I'm looking for a data structure that I can use for Snapshot
(a sequence) in the following example:
val oldSnapshot = Snapshot(3, 2, 1)
val newSnapshot = 4 +: (oldSnapshot dropRight 1) // basically a shift
// newSnapshot is now passed to another function that also knows the old snapshot
// this check should be fast if true
if (newSnapshot.tail == (oldSnapshot dropRight 1))
Background: I need an immutable data structure that stores a snapshot of the last n items that appeared in a stream. It is updated when a new item appears in the stream and the oldest item is dropped so the length is always at most n and the snapshots resemble a sliding window on the last n elements. In rare cases the stream can be interrupted and restarted. In case of a restart, the stream first emits at least n older elements before it continues to emit new "live" elements. However, some elements may be different, so I cannot be sure that a new snapshot of the recent history can be derived from an older snapshot just by appending new elements.

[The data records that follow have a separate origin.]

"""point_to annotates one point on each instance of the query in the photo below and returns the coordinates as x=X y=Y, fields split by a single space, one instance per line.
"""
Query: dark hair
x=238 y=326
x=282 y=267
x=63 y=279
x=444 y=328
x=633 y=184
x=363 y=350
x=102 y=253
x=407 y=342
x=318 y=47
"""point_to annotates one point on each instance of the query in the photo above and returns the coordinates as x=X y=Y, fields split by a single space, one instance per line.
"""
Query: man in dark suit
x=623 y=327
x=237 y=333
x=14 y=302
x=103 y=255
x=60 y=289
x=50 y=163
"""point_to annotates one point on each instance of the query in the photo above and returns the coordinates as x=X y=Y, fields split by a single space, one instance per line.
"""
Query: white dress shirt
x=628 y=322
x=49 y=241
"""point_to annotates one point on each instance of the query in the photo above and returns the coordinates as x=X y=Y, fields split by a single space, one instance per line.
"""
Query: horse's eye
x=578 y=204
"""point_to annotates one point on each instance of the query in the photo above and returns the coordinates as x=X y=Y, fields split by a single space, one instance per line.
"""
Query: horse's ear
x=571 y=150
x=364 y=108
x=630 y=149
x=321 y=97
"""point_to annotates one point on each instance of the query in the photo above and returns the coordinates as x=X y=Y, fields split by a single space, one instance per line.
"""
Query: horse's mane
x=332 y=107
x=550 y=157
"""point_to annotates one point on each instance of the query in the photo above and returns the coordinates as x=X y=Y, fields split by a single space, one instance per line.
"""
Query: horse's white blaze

I further have a component that consumes a stream of these snapshots and does some incremental processing of the elements. It might for instance keep track of the sum of the elements. For a new snapshot it has to decide whether it was derived by appending one or a few elements to the end of the last known snapshot (and dropping the oldest elements) so it doesn't have to process all the old items again but can reuse some intermediate results.
By far the most common case is that the snapshot was shifted to include a single new element and the oldest was dropped. This case should be recognized really fast. If I would keep track of the whole history of elements and not drop the oldest, I could use a List
and just compare the tail
of the new list to the last known list. Internally, it would compare object identity and in most of the cases this would be enough to see that the lists are identical.
I'm thinking about using a Vector
or a similar data structure for the snapshots and I'm wondering if such comparisons would also be guaranteed to be efficient in this sense or whether there is perhaps a better suited data structure that internally uses object identity checks for subcollections to quickly determine wheter two instances are identical.